Sexism in the music business is laid bloodily bare, for example. Her first producer at Columbia, who expected sexual advances: “[I] assumed my most audacious look, as if to say, if you’re the kind of person who takes inordinate pleasure in insulting women, well, distance yourself, asshole.” Bob Dylan’s manager, Albert Grossman, “damp and sweaty”, did the same, “caught up in his own grandeur”. Simon’s far fonder of Mick Jagger, describing the studio tension when he recorded backing vocals for You’re So Vain with a very funny line: “Having sex would have actually cooled things off.” Still, “he would not have been interested in me, I believed, if there hadn’t been an insurmountable obstacle between us,” she writes. “That is true for most men.”

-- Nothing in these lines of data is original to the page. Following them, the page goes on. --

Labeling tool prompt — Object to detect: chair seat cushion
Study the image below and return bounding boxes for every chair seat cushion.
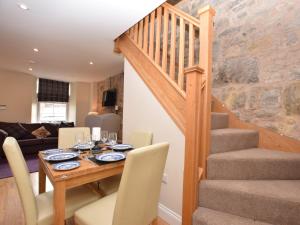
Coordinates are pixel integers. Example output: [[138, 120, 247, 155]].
[[74, 193, 117, 225], [98, 174, 122, 196], [36, 185, 99, 225]]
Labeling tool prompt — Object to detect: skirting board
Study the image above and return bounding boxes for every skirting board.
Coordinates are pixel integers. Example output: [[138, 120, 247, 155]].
[[158, 203, 182, 225]]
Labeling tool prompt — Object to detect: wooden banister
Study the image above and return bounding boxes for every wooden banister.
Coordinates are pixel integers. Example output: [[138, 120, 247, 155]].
[[115, 3, 215, 225], [182, 66, 204, 225]]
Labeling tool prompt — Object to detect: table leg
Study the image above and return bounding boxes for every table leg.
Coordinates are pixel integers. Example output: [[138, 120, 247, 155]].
[[53, 181, 66, 225], [39, 159, 46, 194]]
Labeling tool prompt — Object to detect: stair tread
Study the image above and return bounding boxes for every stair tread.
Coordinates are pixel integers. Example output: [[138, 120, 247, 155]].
[[208, 148, 300, 180], [193, 207, 271, 225], [211, 112, 228, 116], [211, 128, 258, 135], [201, 180, 300, 206], [208, 148, 300, 161], [210, 128, 259, 154], [199, 180, 300, 225]]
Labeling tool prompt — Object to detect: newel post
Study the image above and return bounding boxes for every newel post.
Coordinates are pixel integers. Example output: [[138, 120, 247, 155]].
[[198, 5, 215, 178], [182, 66, 204, 225]]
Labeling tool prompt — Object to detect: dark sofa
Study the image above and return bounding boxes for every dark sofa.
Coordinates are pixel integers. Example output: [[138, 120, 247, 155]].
[[0, 122, 74, 157]]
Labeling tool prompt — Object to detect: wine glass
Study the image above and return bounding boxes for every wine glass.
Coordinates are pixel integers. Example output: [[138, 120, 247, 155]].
[[75, 132, 84, 154], [108, 132, 118, 145], [85, 135, 94, 154], [101, 130, 108, 144]]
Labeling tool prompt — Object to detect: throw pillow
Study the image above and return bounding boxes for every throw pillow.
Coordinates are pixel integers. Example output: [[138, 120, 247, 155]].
[[18, 123, 36, 140], [59, 121, 74, 128], [32, 126, 51, 138], [0, 122, 26, 139], [41, 123, 59, 137]]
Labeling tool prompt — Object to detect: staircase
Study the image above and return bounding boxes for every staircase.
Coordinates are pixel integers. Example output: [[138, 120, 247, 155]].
[[115, 3, 300, 225], [193, 113, 300, 225]]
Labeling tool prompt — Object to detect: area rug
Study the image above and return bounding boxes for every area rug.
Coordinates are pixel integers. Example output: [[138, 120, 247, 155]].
[[0, 155, 39, 179]]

There are also enlightening passages about Warren Beatty (Simon discovers in an 11am appointment with her psychoanalyst that she’s not his first patient that day to have spent the previous night with the actor) and Sean Connery, who Simon and older sister Lucy meet on a ship in 1965 (they end up slow dancing primly in his cabin and discussing whether Prince Philip was circumcised). The sisters sang together back then, their partnership being fatally severed when Lucy inveigles herself into Connery’s cabin, alone. The next day, Carly starts daydreaming about singing a Bond song, presumably as revenge; 12 years later, Nobody Does it Better soundtracked The Spy Who Loved Me. Anecdotes such as this gleam throughout, but melancholy pervades them too.
The book is just as good when Simon is talking about her songwriting and singing and the peculiar mixture of confidence and terror that still lurks within her. On her debut album, this “tall, unknown girl with an overbite” mixed half of the songs, but only wanted her compositions there for other people to record them. Simon also writes movingly about the stresses of raising young children, when her marriage to a drug-debilitated Taylor was falling apart, but blames herself as much as him. Such self-effacement sounds like her downfall.
The memoir stops, short, in the mid-1980s, just as Chrissie Hynde’s recent biography did, after fame waned. This is a shame; as the Slits’ Viv Albertine’s bestselling biography proved, fame’s afterlife is often as interesting. But two crushing incidents serve as Simon’s last statements on her career: a collapse at a Pittsburgh gig with severe anxiety and a visit with her children to the Simon & Schuster offices, where owner Dick Snyder quashes her family’s legacy (“If your grandfather had been smart, this could have been yours”).
An epilogue set in 2015 washes over what came in between. “I am not the type of person to let go of my past easily,” Simon says. Hopefully Boys in the Trees has helped her let it go far enough. Certainly, she emerges in its pages as a fully formed character at last.